# Welcome to algorithm creation tutorial!

The Algorithm class is a powerful tool that provides common ground for data
processing pipelines as well as persistence functionalities. This notebook will
cover the main features, functions and classes involved in the definition of
an algorithm through illustrative examples.

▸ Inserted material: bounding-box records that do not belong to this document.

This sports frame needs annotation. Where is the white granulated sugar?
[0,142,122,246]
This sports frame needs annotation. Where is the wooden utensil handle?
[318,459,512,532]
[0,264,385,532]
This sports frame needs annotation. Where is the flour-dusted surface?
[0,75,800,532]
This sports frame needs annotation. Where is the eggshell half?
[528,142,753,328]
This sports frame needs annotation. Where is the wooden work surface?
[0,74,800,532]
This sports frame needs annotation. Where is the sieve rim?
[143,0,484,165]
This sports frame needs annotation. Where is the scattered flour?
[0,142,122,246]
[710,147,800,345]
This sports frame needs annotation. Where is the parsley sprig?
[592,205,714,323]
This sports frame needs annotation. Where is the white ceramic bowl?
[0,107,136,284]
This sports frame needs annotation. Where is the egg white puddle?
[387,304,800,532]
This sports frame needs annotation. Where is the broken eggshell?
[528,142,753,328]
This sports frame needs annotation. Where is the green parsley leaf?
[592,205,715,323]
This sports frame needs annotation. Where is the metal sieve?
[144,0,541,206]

In this notebook you will learn:
    - What is the ProcessingMethod class
    - Wrap functions and external classes in the ProcessingMethod class
    - Define a processing pipeline
    - Use the Algorithm class

Do not forget to check the documentation if you do not understand something!

## Introduction

Medusa has been designed to facilitate the implementation of signal processing
algorithms meeting the needs of researchers and developers from different
fields. This includes not only the implementation of cutting-edge ready-to-use
signal processing methods, but also high level features to assure the
persistence and reproducibility of the algorithms created within medusa. All of
this, assuring interoperability with existing frameworks such as sklearn,
tensorflow, mne, etc. The Algorithm class meets these requirements, providing
a novel methodology to create, save and share complex data processing
algorithms.

## Imports

Import the modules that will be used in this notebook

In [1]:
# General imports
import numpy as np

# External processing methods
from sklearn.discriminant_analysis import LinearDiscriminantAnalysis

# Medusa imports
import medusa.components as mds_cmp

## Data

First, we will create some data, simulating a set of features extracted from a
biosignal recording with the corresponding labels

In [2]:
# Create train dataset
x_train = np.random.rand(1000).reshape((200, 5))
x_train[:100, :] = x_train[:100, :] + 1
x_train[100:, :] = x_train[100:, :] - 1

y_train = np.zeros((200,))
y_train[:100] = 1

# Create test dataset
x_test = np.random.rand(50).reshape((10, 5))
x_test[:5, :] = x_test[:5, :] + 1
x_test[5:, :] = x_test[5:, :] - 1

y_test = np.zeros((10,))
y_test[:5] = 1

print('Train set: ')
print('\tX shape: %s' % str(x_train.shape))
print('\ty shape: %s' % str(y_train.shape))

print('Test set: ')
print('\tX shape: %s' % str(x_test.shape))
print('\ty shape: %s' % str(y_test.shape))

print()
print('Test labels: %s' % str(y_test))

Train set: 
	X shape: (200, 5)
	y shape: (200,)
Test set: 
	X shape: (10, 5)
	y shape: (10,)

Test labels: [1. 1. 1. 1. 1. 0. 0. 0. 0. 0.]


## Processing methods

The next step is to instantiate the methods that will compose the algorithm.
Only methods that inherit from medusa.components.ProcessingMethod can be added
to the Algorithm class. Medusa framework includes a wide variety of signal
processing methods ready to use. Nevertheless, function and class wrappers
have been designed to assure full interoperability with external packages.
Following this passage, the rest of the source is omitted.